In modo particolare però Gesù affida agli apostoli e ai loro successori l'incarico di disciplinare e richiamare all'ordine i rei e i peccatori e a loro concede anche la facoltà speciale di legare e di sciogliere, il che in definitiva vuol dire ammettere ed estromettere nel vincolo delle comunione ecclesiale. Premura dei pastori è quella di fare in modo che nella comunità chi devia dalla verità e dalla buona condotta possa emendarsi e cambiare vita, e si sfruttano tutte le risorse affinché il reo ritorni nel vivo della comunione con gli altri fratelli, questo non omettendo alle cosiddette pene medicinali, atte cioè ad ottenere il recupero di chi sbaglia. Ma quando, specialmente nella forma grave, il reo rifiuta la sollecitudine della comunità ecclesiale e persiste nel voler procedere secondo i propri itinerari e le erronee convinzioni e atteggiamenti impropri, da parte dei ministri non si potrà fare altro che allontanare il soggetto (Consideralo un pubblicano) con il penoso ricorso alla scomunica o a pene affini, prima che questi possa inficiare il resto della comunità ecclesiale con la propria condotta perversa. Gli Atti degli apostoli descrivono non di rado simili drastici ricorsi.
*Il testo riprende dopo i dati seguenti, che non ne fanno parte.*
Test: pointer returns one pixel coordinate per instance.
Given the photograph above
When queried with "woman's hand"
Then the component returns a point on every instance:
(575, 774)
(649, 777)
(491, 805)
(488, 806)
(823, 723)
Ma quello che più deve attirare la nostra attenzione è il fatto che la Chiesa intera (Tutti i battezzati) dovrebbe davvero avere a cuore la redenzione dei peccatori e il recupero di quanti sbagliano a partire dalle singole associazioni, dalle parrocchie e da qualsiasi realtà locale, senza che si mostri lontananza e indifferenza, ma coltivando la medesima sollecitudine degli apostoli comunicata dalla Parola e dall'esempio dello stesso Signore.